Do traders become bakers?

My boss recently retired after over 40 years in the business. He said that during his career, he has noticed that a lot of traders who quit the business become some kind of artisans, either on a full time job or a serious hobby basis. I find that pretty interesting and I can see the appeal of doing something concrete after staring at a blinking screen for years. Any thoughts? Yay or Nay?

A lot of finance people “retire” with substantial savings, and in some cases, few transferable professional skills. So, it is reasonable to expect that many of them start weird hobby-businesses. In fact, some people I know have indeed started some bar, bought a winery, or just sit around doing whatever.

^ So, they plan on just “hanging out” for the next 40 years so or something?

initially i wanted to retire at 35. travel the world and settle down around 40. make 4 kids. and be a stay at home dad. and teach my kids how to succed in life.

Look, how they massacred my boy

But then you realized that in order to credibly teach that, you would have needed to achieve some measure of success yourself and so that plan got derailed?

i am in the top 4% for my age group in terms of net worth. if that’s not success then what is.

It is more common to be let go from such jobs, rather than “retire” from your own initiative. Often, you cannot find a similar job or anything close, in terms of financial compensation.

If you are 40 or older, net worth $5 to $10 million, and have no immediate job prospects, what would you do?

Job seeking is not fun and is full of stress. I don’t know what every one of these people ends up doing with their time, but there are a lot of things that are probably more fun than a corporate job.

Top 1% or hacksaw

I’d spend most of my day in my garage working on cars and racing, pass on staring at 2 monitors for 12+ hrs a day

lets run the numbers:

first lets assume you are a single dude that started from nothing at age 22 with 50k per year post tax budget

the top 1 percent of age 30 is 1 million dollars.
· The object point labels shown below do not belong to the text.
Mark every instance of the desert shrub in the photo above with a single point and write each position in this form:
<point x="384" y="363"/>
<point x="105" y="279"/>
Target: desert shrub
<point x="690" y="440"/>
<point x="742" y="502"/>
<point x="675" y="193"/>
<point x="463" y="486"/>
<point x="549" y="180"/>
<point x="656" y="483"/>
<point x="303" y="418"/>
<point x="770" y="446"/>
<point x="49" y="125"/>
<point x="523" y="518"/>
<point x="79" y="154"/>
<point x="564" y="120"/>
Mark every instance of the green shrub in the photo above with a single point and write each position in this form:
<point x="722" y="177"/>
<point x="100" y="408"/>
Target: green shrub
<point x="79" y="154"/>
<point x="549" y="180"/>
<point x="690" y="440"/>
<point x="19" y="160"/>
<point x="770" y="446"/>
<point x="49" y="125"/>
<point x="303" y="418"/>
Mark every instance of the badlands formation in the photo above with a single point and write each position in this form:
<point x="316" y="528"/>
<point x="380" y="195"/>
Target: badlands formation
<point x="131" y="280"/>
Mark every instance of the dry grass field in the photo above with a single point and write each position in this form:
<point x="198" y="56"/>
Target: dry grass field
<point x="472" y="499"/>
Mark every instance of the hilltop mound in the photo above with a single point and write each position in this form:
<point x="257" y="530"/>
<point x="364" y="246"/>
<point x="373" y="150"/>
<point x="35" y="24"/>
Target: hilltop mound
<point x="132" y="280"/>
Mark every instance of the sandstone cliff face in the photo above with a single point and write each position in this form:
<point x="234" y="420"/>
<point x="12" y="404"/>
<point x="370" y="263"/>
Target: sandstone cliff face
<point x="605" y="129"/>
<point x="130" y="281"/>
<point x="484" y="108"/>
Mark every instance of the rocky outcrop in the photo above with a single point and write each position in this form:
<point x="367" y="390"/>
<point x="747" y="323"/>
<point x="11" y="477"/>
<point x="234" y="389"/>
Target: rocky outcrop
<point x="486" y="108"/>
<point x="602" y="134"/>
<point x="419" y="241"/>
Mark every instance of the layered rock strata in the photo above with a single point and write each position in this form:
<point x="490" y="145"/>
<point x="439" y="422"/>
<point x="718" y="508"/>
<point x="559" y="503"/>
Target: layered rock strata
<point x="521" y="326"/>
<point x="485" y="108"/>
S&P 500 total return is 13% per year for the time period.

you’d need to save roughly 80k per year.

so you need post tax about 130k per year.

or in california about 200k pre tax per year.

now lets see what it looks for 40 year olds using ohai stats

lets use same assumptions

goal is 5m right now.

S&P 500 total return is 7% per year for the time period.

you’d need to save roughly 150k per year.

so you need post tax about 200k per year.

or in california about 325k pre tax per year.

(the top 1 percent for age 40 is actually only 1.5m though)

to achieve 1.5m you just need to make 150k pre tax per year.

Why wouldn’t you be able to find a similar job, or even find a more senior position? I mean, if your in NYC that’s the financial capital of the world, and with the experience and credentials there should be some other job opportunities that you can transition into.

If you were let go, it won’t be easy. Space is super small and traders don’t usually let go if they are making profit, if they are not, it will be very hard to find another trading job

Ok I see. Why can’t they use their skill set to transition into some other type of finance job?

What skill set?

Wasn’t the whole point of this thing to move out of finance?

If y’all got paid the exact same, would you pick baker or finance role? I’d pick the former, I love baked goods.

Lol, guess so?

I would presume as a trader, you would need strong math and analytical skills, have the ability to work under pressure, understand equity markets and trading strategies and communicate effectively. I would think that if your not good (as a trader), you would have washed out pretty early in your career.

(To me) it appears that these jobs are being more automated so your seeing a reduced overall headcount in the industry (as csk pointed out, already in a small space).

Unlike other forms of cooking which allow for a relative degree of spontaneity, baking requires precise measurements and strict following of directions - it would not be advisable to vigorously stir your egg whites at higher frequency than 185 beats per minute for longer duration than 3.5 minutes as your souffle is unlikely to rise. Traders gravitate towards baking following years of quick decision making under high pressure - it provides a structured environment with well defined sequence of actions where the highest stakes for a misstep is an embarrassingly deflated souffle.